Applying Local SEO for your Business’s Landing Pages

If you run a local business and have a website, then you likely have a series of pages for your targeted location(s). You might even have supplemental pages that target cities and towns near your physical location. Done right, this can be a solid strategy to scale your marketing and make local customers aware of your business.

Sadly, these pages are not always crafted with the finest detail. Usually, they’re simply template pages, with only one or two details changed for each location. This can end up causing location greed, where a business targets towns that they might not even be near but still want to get the boost for the towns that they do want to rank for. To quell this, Google has released an update to their doorway pages algorithm, which could catch your business in the crossfire if you’re not careful. Here are some tips to help give you the local boost you need for your landing pages.

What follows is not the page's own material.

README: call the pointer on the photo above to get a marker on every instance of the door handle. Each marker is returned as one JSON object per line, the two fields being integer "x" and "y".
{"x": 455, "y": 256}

Avoid Targeting Multiple Locations

This might seem a little paradoxical, since the goal is to target multiple regions or cities. The trick here is to be picky about which regions and cities you target. Don’t be too aggressive by targeting every town, city, or region within a certain distance to your location, just aim for the ones that you feel are the most important and start there.

Avoid Doorway Pages

A doorway page is a page that only exists to funnel users to the main part of your site, this is a big no-no. These pages are often mostly templated and have very thin optimized content. The landing pages that your visitors come to need to answer their questions. If you are providing a service in a given area, ensure that all the information that a visitor needs is on the landing page.

Avoid Pages That Are Substantially Similar and Aren’t in The Main Navigation

This is pretty straightforward, don’t have some boilerplate style text that just swaps out the location of the business. Additionally, ensure that your landing pages can be easily found from the main navigation. A good way to do this is to add an, “areas covered” tab on your navigation.

So What Does Google Want?

It often seems like Google speaks in riddles and will happily tell us what not to do, but is a little hazy on what to do. Well, where landing/location pages are concerned for local businesses they’ve made a guide. Though all the guidelines are applicable for single and multi-location businesses, some of the instructions are aimed at the latter style of businesses.

Summary

In the beginning, the web made attempts to scale simple, machine generated pages would rank pretty well, and you didn’t have to worry about having duplicate pages across your website. Now, to be visible in specific locations, you are going to have to work at it, and work hard. You need to add value and demonstrate that your business is among the best choices for a user in a given location.

As you know, landing pages are your virtual salespeople. It’s the same thing with location pages, make sure they have all the ammunition to sell, and sell big. In doing so, you will see your time investment in the unique content of these pages rewarded whilst you weather the fine algorithmic tuning that is pruning your competitors low quality, cookie-cutter pages.